Tuesday, December 18, 2007

The God Factor

I don't feel so bad about watching The X Factor now that I know God also watches it.
In his "first interview since victory" to The Guardian (yes! The Guardian! Somewhere, some PR person will be hailing this as a "counter-intuitive marketing strategy"), Leon Jackson said: "I've been thrown a lifeline by God. I believe in God, and this was destined in my life.....he wrote it for me."
Now it so happens that 80 of the runner-up Rhydian's fans have complained to OfCom that the vote was rigged. Putting the two stories together raises the awful possibility that it was God what rigged it.

The allegation of rigging seems to be based on no more than people getting the engaged tone at times of peak voting. However, the engaged tone began when the call centre was reached and before someone added the digits that identified the contestant.
I have to sheepishly admit I know this because I got the engaged tone when attempting to vote for Leon. I was motivated to do so to avoid feeling a tiny portion of blame if any of Satan's Children had won the contest. Of course, I wouldn't have bothered had I known that God had already arranged for Leon to win.

It's remarkable that a supreme being with so much on his plate should find the time to ensure that a young Scottish shop assistant wins a TV talent contest. It's multi-tasking on an epic scale.
But maybe the 'prioritising' is a lttle bit dodgy.
There are all those billions of prayers to be answered, or more often not answered. There are the Catholic McCanns, among others, praying for the return of a missing child. There are the millions praying for deliverance of themselves or a loved one from a terminal illness.
Then there are the contradictory messages. He told George Bush to invade Iraq. He told Tony Blair to join him. Then he told the Pope to condemn the invasion. With the Archbishop of Canterbury it was a case of "Sorry God, I'm on a train. You're breaking up. I think we're in a tunnel." But eventually the Lesser Bearded One seemed to get the same message as the Pope, in so far as one can ever be sure what Rowan Williams is saying.

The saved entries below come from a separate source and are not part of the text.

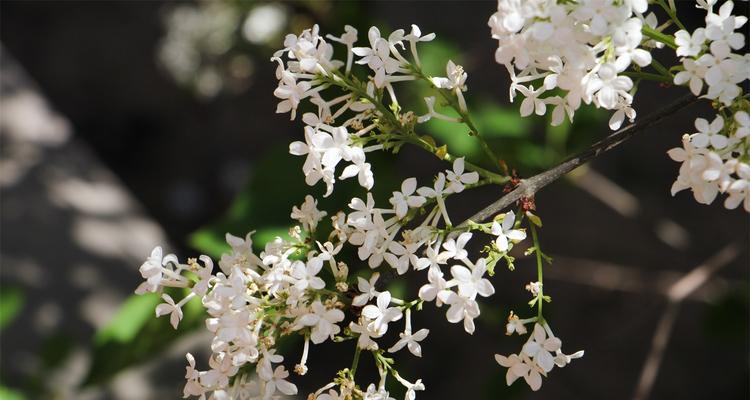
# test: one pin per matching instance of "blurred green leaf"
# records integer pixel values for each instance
(494, 121)
(10, 394)
(129, 319)
(435, 55)
(135, 335)
(11, 303)
(265, 204)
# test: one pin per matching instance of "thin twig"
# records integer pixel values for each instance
(528, 187)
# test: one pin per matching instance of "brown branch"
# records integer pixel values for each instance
(528, 187)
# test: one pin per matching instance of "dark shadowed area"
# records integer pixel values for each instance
(108, 150)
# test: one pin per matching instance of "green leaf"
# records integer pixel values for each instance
(534, 218)
(135, 335)
(494, 121)
(129, 319)
(11, 303)
(7, 393)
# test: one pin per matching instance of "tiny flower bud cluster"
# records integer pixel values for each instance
(716, 158)
(302, 286)
(580, 48)
(535, 359)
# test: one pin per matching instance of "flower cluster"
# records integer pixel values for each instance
(716, 158)
(535, 358)
(302, 285)
(580, 48)
(355, 118)
(256, 299)
(583, 51)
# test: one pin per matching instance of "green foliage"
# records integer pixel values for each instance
(7, 393)
(11, 303)
(135, 335)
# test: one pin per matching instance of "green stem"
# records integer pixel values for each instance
(355, 362)
(485, 173)
(647, 76)
(346, 84)
(465, 117)
(539, 272)
(659, 67)
(658, 36)
(672, 13)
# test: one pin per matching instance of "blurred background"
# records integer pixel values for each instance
(124, 125)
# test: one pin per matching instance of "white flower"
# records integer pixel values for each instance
(739, 190)
(518, 367)
(366, 289)
(377, 57)
(561, 360)
(462, 308)
(693, 73)
(609, 87)
(364, 341)
(308, 214)
(539, 347)
(406, 198)
(323, 322)
(457, 178)
(232, 326)
(456, 82)
(471, 283)
(505, 232)
(414, 37)
(709, 133)
(174, 310)
(531, 102)
(153, 270)
(724, 38)
(399, 256)
(454, 248)
(411, 341)
(291, 92)
(278, 381)
(306, 274)
(360, 169)
(436, 289)
(411, 389)
(689, 45)
(381, 314)
(743, 124)
(515, 325)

But if we rule out the possibility that Leon was actually talking about Simon Cowell, then God had chosen The X Factor for a direct and unequivocal intervention.
I think this was ill-advised. He may now find himself investigated by OfCom and Michael Grade may commission another Deloitte Touche report into the affair. The channel may even have to broadcast a new announcement to viewers: "Recent irregularities in telephone voting on The X Factor were caused by an Act of God. Viewers who feel they suffered a financial loss should take a copy of their telephone bill or satellite/cable television statement to their Parish Priest, Rabbi or Imam. Thank you for your continued support."